LDN Specialist Pharmacist Michelle Moser
LDN Specialist Pharmacist Michelle Moser

Does Low Dose Naltrexone (LDN) help long-haul COVID? 

Does Low Dose Naltrexone (LDN) help long-haul COVID? That is a fantastic and incredibly timely question.  The answer to that is YES.  In many situations, it helps to alleviate a wide variety of symptoms and reduce inflammation associated with long-haul COVID.  Dr Pamela Smith has spoken on this issue quite extensively. A couple of studies are going on in the United States of using Low Dose Naltrexone associated with people who have long haul COVID.   There's quite a bit written on that, and I believe in book three of the LDN Book Volume Three there is an entire chapter on that..  The dosing is the same routine as we normally see where we maybe start low and go slow.  Maybe 0.1 to 1 milligram and slowly increase that every 7 to 14 days until someone finds their happy dose and of course that happy dose is very individualized.  Sometimes it's three, sometimes it's three and a half.  Sometimes it's four, four and a half, someplace in between there at the higher end but it doesn't necessarily always have to be the same dose.  It can change and we can always lower the dose.  Sometimes we can go up, a lot of times we go down.  

In doing that there are a wide variety of inflammatory processes. What we see with COVID, we know that COVID attacks certain areas of the body, specifically the lung.  It elicits the production of interleukin-6 which has been talked about quite a bit in the last couple of years.  It is the primary cytokine that causes inflammation.  It actually promotes inflammation and LDN works to block that.  We see a reduction in inflammation just based on reducing that cytokine specifically.  There's a few others other in a interleukins that it also helps to reduce.  That is the clinical side of exactly where that works.
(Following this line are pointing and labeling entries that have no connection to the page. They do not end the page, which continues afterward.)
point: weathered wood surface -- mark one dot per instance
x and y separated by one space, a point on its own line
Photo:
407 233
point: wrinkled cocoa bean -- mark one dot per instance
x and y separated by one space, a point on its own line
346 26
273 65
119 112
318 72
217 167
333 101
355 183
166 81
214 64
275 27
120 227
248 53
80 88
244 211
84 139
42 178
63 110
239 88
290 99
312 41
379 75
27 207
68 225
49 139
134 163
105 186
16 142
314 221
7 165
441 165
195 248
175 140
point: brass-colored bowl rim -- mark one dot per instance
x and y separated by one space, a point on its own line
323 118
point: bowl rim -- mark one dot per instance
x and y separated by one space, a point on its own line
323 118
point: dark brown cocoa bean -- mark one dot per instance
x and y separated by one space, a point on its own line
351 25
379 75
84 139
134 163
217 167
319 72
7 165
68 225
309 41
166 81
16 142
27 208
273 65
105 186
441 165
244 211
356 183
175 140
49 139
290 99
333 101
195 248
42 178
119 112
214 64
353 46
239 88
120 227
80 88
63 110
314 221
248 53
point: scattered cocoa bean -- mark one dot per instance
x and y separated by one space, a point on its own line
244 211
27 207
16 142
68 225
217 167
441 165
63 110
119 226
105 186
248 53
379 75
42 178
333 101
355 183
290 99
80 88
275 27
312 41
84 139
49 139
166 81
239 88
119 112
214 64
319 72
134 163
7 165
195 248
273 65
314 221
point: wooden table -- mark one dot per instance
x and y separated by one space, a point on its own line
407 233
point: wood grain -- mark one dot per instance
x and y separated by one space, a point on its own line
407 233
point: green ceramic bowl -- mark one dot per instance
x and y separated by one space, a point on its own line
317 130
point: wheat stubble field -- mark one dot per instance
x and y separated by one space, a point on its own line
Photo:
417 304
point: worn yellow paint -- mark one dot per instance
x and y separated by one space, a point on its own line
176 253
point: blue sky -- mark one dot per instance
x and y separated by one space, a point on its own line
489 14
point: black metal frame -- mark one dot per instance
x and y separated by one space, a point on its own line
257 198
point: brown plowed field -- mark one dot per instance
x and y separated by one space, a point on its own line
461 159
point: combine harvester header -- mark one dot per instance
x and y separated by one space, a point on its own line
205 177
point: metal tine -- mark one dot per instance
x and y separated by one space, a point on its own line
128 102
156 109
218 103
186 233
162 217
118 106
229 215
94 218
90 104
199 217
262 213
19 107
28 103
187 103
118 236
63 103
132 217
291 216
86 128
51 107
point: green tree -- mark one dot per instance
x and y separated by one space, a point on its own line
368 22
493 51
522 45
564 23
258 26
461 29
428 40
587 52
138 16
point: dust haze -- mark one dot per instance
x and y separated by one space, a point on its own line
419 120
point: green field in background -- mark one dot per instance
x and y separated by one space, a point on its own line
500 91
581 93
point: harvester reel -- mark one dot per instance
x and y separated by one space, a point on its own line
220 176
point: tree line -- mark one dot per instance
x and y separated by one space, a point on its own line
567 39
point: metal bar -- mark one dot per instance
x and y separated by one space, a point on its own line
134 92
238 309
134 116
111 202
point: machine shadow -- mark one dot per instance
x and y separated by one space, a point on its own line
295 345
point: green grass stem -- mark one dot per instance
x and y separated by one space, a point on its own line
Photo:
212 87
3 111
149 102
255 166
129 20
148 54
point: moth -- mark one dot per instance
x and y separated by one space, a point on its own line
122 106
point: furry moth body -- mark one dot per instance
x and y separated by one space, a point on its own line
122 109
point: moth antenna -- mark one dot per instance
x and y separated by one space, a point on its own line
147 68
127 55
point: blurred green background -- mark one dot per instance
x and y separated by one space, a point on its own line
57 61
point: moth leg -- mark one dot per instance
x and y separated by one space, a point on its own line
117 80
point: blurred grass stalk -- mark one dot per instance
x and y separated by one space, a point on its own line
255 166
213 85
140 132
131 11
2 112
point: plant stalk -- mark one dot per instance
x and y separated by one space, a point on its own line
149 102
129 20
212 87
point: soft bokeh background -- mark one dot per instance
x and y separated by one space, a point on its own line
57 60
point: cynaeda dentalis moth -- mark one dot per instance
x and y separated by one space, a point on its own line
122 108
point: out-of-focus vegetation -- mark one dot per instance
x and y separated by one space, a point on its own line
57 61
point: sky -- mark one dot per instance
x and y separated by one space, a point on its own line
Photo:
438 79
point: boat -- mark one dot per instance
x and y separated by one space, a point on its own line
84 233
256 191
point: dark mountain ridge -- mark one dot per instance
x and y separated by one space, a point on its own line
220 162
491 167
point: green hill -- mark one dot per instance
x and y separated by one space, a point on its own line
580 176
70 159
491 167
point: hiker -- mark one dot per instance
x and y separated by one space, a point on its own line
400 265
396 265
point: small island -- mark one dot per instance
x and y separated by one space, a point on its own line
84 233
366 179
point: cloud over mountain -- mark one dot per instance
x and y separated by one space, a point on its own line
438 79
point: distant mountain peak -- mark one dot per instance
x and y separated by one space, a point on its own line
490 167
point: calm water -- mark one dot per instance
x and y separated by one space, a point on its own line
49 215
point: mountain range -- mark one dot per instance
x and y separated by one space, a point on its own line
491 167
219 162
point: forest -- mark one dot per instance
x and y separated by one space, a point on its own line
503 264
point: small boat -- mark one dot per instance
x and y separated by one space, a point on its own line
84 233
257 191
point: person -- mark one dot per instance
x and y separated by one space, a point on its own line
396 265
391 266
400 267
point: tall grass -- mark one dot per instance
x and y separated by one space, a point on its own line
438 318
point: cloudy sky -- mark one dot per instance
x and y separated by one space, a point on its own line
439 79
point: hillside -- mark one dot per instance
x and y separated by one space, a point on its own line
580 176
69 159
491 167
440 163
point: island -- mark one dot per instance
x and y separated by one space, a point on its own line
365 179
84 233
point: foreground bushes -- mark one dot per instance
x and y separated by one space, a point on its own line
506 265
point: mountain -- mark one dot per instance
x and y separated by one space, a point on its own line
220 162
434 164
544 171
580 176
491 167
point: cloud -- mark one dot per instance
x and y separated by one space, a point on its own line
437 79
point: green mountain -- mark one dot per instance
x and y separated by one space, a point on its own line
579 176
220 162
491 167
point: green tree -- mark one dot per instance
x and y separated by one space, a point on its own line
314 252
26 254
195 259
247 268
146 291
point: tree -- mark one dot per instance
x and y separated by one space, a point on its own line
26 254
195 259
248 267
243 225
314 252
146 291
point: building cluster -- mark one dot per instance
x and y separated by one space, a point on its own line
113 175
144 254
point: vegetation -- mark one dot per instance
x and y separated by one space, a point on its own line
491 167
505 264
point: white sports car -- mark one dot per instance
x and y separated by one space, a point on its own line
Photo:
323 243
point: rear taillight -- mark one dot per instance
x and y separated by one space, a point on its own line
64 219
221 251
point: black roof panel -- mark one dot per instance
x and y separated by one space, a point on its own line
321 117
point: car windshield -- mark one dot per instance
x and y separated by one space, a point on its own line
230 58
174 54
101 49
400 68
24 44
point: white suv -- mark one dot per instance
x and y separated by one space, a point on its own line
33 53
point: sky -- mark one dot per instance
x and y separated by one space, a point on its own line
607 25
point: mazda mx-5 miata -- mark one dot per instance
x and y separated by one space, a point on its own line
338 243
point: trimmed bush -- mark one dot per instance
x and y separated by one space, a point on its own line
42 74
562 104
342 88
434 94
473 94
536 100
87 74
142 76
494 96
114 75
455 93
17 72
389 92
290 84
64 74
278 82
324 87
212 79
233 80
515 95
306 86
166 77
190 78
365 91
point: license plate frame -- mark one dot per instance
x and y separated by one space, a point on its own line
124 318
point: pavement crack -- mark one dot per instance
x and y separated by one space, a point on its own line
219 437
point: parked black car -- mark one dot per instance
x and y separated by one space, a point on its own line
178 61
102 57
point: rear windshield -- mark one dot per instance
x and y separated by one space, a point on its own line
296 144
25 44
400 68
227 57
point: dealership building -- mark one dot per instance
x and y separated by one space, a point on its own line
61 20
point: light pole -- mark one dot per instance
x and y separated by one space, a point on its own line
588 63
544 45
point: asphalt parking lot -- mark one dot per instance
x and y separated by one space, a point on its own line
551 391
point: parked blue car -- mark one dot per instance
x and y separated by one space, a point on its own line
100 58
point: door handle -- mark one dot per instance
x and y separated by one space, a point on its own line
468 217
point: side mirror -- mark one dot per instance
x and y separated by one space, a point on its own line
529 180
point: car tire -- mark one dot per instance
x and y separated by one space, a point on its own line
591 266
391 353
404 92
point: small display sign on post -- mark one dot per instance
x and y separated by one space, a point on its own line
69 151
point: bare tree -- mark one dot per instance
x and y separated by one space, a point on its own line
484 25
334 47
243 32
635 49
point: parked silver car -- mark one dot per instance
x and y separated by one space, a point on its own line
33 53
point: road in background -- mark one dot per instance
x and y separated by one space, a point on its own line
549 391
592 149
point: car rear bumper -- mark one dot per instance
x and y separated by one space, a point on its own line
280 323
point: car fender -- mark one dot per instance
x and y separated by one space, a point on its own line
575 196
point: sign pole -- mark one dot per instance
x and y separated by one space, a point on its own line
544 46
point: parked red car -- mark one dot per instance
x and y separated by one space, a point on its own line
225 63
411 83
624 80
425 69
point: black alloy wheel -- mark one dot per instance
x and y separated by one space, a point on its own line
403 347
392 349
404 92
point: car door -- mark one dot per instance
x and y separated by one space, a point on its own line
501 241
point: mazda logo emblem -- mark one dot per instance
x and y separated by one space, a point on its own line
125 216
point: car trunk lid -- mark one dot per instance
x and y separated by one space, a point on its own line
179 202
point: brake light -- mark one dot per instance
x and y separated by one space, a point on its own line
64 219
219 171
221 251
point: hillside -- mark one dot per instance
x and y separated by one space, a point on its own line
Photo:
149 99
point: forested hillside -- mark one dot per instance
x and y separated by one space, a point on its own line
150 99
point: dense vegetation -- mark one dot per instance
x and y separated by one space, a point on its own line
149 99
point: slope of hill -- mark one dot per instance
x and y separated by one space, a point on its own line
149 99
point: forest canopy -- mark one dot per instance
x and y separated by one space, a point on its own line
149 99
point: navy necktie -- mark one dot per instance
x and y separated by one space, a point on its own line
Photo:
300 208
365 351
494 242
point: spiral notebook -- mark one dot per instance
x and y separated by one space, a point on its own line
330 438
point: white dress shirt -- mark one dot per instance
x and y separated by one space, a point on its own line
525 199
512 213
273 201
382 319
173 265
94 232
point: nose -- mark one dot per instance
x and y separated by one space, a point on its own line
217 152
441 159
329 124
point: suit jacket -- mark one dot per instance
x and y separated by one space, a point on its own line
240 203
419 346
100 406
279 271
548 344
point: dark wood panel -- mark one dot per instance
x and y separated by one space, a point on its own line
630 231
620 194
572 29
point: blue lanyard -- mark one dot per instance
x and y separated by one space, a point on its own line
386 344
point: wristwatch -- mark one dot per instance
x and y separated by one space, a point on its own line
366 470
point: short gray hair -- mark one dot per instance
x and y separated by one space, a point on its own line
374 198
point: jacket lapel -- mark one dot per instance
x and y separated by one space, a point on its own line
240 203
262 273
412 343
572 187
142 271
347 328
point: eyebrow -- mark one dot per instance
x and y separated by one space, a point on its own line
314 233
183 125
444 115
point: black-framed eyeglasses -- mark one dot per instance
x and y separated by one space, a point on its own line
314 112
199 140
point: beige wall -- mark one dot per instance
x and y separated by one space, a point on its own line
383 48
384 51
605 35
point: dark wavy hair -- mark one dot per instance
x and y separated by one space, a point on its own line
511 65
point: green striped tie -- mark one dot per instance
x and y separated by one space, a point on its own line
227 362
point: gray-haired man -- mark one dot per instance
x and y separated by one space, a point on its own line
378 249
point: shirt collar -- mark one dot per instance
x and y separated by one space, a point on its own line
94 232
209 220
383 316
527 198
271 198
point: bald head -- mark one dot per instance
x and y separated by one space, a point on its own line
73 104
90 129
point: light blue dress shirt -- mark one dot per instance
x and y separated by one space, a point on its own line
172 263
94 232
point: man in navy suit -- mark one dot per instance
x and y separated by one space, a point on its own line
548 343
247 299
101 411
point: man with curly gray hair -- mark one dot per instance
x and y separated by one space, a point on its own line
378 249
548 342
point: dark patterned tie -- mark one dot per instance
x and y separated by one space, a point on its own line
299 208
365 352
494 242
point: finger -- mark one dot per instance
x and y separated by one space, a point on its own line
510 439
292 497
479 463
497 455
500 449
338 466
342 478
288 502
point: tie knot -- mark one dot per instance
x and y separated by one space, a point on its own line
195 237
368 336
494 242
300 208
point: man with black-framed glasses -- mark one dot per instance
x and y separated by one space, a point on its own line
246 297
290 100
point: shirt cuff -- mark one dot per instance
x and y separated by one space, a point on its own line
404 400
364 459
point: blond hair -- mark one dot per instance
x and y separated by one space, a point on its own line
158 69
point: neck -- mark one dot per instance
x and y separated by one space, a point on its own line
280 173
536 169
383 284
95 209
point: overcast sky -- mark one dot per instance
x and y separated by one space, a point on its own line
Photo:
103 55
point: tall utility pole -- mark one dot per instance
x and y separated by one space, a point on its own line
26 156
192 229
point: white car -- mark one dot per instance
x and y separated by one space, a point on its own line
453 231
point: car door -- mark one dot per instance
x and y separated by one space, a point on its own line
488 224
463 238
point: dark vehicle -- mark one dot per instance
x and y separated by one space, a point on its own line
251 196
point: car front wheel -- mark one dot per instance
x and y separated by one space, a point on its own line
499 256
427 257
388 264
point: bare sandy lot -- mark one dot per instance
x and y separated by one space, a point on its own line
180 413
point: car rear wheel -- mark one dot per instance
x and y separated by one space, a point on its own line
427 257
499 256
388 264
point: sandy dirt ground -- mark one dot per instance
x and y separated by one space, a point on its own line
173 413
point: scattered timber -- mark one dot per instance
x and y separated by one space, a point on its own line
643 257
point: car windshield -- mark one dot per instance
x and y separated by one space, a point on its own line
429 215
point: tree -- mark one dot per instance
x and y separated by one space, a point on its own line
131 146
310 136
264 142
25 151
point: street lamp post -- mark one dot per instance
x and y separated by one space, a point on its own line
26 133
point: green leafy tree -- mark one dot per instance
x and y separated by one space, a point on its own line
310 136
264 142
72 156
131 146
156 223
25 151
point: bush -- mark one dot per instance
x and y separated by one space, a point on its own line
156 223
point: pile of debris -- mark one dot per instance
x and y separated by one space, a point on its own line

Using LDN to reduce interleukin-6 sometimes 12 as well.  We know that Low Dose Naltrexone works on the toll like receptor 4 and also nine and those two receptors are primarily on the cell wall and intracellular as well.  By working on those toll like receptors we can see a variety of other chemical processes that change where we can move from an inflammatory allergic type response to a less allergic more immune modulatory.  

What we have seen and what's written about in the LDN Book 3 is that there are some comprehensive protocols that Dr Zielsdorf includes in that book and I find those incredibly helpful.  I actually give away LDN books to providers that I work with. it is a huge expense but at the same time it's a really great way to educate and you can always find those books on the Research Trust website.  You can also order them from us.  You can order them from a wide variety of other places as well.  I do highly recommend reading those books even if that chapter does not necessarily pertain to you and your specific issues.  Sometimes you learn a little bit more about how the inner workings of LDN works in a variety of issues.  For example Dr Brian Udell didn't realize that outside of his pediatric population that Naltrexone was actually used for adults and he didn't know that for quite a while.  I think that's fantastic and LDN is very well studied in pediatrics, as well as, in adolescents and adults.  So when you're dealing with long-haul COVID, again, everybody responds a little bit differently because of comorbidities especially.   I think LDN is absolutely worth a shot.